O art.º 188.º, n.º 1, do Código da Estrada, determina que o procedimento por contraordenação rodoviária extingue-se por efeito da prescrição logo que, sobre a prática da contraordenação, tenham decorrido dois anos.
O n.º 2 do mesmo artigo determina que a prescrição do procedimento por contraordenação rodoviária interrompe-se também com a notificação ao arguido da decisão condenatória, o que ocorreu no dia 14 de Agosto de 2019.
Depois de cada interrupção começa a correr novo prazo de prescrição – art.º 121.º, n.º 2, do Código Penal, aplicável por força dos artigos 32.º do Decreto-Lei n.º n.º 433/82, de 27.10 (RJIMOS) e 188.º, n.º 2, primeira parte, do Código da Estrada.
A lei n.º 1-A/2020, de 19 de Março, que introduziu medidas excecionais e temporárias de resposta à situação epidemiológica provocada pelo coronavírus SARS-CoV-2 e da doença COVID-19, veio, no seu art.º 7.º, n.ºs 3 e 4, versão primitiva, determinar que a situação excecional constitui igualmente causa de suspensão dos prazos de prescrição e de caducidade relativos a todos os tipos de processos e procedimentos, regime que prevalece sobre quaisquer regimes que estabeleçam prazos máximos imperativos de prescrição ou caducidade, sendo os mesmos alargados pelo período de tempo em que vigorar a situação excecional.
Também a lei n.º 4-B/2021, de 01.02, no seu art.º 6.º-B, n.ºs 3 e 4, veio outrossim determinar que são igualmente suspensos os prazos de prescrição e de caducidade relativos a todos os processos e procedimentos identificados no n.º 1, regime que prevalece sobre quaisquer regimes que estabeleçam prazos máximos imperativos de prescrição ou caducidade, aos quais acresce o período de tempo em que vigorar a suspensão.
Tais prazos de suspensão da prescrição vigoraram desde 9 de março de 2020 até 3 de junho de 2020 e de 22 de janeiro e 6 de abril de 2021 (cfr. art.ºs 6.º-A, 7.º, 10.º e 11.º da Lei n.º 16/2020, de 29 de Maio, e 6.º da Lei n.º 13-B/2021, de 5 de abril).
Os prazos de prescrição visam sancionar lapsos de tempo consideráveis e injustificados sem andamento do processo, não sendo de todo exigível que os visados estejam, por tempo irrazoável, sob procedimento administrativo ou criminal ou à espera do cumprimento de uma contraordenação ou pena. Há um tempo razoável para fazer justiça, consagração de um processo justo e equitativo, previsto no art.º 20.º, n.º 4, da Constituição da República Portuguesa, e no art.º 6.º, n.º 1, da Convenção Europeia dos Direitos Humanos.

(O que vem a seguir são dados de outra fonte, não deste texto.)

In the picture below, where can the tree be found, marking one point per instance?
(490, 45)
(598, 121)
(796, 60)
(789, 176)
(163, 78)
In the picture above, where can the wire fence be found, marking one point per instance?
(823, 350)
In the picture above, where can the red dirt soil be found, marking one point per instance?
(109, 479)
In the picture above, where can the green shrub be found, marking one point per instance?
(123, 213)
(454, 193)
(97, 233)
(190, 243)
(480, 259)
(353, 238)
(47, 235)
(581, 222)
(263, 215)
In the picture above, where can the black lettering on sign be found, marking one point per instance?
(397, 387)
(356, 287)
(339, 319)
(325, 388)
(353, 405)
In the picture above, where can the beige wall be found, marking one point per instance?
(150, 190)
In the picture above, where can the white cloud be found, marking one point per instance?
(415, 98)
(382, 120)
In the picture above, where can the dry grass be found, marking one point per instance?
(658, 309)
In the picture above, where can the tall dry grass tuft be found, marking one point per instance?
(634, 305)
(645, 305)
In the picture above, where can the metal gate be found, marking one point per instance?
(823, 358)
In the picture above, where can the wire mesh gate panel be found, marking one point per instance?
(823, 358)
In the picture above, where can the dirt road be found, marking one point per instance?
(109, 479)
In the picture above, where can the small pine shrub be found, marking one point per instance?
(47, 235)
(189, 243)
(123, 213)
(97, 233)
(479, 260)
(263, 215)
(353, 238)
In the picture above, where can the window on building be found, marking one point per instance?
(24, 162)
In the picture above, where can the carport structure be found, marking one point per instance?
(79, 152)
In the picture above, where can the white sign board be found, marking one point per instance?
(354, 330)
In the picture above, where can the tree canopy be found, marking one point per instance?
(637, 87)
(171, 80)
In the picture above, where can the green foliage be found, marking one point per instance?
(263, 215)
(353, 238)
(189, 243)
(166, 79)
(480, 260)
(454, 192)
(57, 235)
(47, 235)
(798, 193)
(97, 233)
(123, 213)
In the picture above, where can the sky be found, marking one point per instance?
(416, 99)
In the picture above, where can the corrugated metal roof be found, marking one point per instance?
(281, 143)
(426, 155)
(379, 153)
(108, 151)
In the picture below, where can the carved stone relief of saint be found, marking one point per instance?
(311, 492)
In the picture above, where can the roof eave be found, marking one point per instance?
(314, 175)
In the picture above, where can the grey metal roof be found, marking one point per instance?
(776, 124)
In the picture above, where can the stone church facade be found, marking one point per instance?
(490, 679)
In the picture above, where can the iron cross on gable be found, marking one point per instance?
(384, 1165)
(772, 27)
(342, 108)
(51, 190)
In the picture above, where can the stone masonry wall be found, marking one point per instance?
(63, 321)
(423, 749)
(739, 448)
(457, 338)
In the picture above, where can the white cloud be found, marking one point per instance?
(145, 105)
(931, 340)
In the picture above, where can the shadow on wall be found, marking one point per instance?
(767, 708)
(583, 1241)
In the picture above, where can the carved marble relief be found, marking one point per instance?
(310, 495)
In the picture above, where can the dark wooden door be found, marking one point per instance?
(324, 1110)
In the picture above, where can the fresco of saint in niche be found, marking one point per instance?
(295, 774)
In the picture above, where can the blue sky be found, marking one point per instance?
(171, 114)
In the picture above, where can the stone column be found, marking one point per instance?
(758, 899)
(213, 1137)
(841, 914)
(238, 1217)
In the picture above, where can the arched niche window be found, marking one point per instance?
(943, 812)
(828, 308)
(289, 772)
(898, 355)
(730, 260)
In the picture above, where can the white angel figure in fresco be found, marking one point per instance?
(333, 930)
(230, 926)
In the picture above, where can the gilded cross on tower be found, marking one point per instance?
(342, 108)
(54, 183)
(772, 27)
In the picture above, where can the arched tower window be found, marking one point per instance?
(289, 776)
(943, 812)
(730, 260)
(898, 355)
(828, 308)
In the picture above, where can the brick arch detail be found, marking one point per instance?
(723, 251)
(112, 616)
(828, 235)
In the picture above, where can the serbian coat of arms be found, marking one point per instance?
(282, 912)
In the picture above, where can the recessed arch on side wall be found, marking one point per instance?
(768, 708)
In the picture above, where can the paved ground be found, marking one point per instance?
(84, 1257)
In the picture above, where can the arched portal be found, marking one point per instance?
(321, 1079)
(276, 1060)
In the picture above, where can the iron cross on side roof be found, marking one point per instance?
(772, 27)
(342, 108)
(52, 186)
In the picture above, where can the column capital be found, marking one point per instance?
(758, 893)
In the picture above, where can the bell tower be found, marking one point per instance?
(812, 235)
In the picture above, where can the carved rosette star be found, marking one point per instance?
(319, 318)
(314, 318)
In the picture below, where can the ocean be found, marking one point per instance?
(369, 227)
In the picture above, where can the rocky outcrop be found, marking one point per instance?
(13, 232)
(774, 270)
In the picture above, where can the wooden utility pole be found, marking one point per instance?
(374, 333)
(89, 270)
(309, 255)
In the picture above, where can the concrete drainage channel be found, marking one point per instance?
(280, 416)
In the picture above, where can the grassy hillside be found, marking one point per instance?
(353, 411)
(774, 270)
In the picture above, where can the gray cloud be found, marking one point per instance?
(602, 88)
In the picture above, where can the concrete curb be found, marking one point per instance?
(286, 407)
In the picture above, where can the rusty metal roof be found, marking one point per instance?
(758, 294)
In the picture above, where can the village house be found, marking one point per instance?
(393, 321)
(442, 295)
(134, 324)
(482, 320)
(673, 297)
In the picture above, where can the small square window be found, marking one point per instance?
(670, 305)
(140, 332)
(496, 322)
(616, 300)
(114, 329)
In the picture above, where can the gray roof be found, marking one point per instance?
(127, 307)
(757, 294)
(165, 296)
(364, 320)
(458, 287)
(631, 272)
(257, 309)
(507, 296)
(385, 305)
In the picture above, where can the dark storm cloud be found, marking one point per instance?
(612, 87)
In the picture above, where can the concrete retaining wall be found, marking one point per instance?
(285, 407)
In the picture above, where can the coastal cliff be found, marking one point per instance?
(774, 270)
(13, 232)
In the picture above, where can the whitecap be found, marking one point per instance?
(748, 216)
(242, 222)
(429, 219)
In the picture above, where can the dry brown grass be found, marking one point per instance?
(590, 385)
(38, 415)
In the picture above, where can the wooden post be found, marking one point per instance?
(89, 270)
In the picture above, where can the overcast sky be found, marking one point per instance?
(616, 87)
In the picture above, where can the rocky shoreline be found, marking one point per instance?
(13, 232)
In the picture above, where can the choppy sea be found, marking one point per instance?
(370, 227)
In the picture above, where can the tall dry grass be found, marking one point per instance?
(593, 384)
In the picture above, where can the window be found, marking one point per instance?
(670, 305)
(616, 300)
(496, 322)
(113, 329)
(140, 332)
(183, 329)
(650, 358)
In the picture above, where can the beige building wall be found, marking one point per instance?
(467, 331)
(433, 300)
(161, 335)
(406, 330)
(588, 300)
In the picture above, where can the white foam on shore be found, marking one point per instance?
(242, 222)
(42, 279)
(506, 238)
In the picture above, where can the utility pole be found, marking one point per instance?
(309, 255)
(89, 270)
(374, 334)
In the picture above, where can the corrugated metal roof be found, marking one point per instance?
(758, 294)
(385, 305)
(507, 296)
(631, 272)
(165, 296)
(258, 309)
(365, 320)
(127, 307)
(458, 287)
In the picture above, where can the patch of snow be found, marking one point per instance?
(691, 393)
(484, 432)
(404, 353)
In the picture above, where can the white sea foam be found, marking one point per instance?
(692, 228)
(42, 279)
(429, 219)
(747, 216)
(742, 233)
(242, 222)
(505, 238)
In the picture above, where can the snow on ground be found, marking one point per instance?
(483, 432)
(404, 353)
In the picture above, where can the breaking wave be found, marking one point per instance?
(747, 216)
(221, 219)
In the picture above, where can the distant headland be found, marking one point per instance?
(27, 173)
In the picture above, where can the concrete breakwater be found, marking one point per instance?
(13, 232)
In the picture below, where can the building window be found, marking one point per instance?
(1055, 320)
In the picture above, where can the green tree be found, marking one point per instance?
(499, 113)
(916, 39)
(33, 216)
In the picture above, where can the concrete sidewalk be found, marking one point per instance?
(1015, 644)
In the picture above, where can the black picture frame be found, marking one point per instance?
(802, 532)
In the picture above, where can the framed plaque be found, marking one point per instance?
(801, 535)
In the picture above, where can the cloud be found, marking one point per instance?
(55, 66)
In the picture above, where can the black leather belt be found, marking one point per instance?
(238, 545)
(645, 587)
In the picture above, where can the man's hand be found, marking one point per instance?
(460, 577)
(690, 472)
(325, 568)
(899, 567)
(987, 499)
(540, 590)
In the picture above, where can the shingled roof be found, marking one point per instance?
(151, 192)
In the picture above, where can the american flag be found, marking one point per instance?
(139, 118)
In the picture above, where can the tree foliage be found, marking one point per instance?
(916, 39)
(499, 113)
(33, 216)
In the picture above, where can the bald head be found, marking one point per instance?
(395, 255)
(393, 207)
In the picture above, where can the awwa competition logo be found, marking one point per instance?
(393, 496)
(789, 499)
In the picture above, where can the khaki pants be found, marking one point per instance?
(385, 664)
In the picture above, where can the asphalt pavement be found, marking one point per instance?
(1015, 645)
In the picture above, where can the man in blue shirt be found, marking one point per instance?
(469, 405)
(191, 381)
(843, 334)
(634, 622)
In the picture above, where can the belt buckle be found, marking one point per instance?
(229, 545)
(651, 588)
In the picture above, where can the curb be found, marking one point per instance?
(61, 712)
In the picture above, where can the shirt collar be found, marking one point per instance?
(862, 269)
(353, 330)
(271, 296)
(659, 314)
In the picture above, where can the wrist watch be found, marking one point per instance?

Todavia, esta especialíssima legislação foi implementada num período particularmente severo da pandemia, que obrigou as pessoas a permanecer em casa, em confinamento, sendo muito restritas as excepções em que dela podiam sair. As pessoas estiveram impedidas de se deslocar aos tribunais e aos serviços administrativos, excepto em situações de manifesta urgência.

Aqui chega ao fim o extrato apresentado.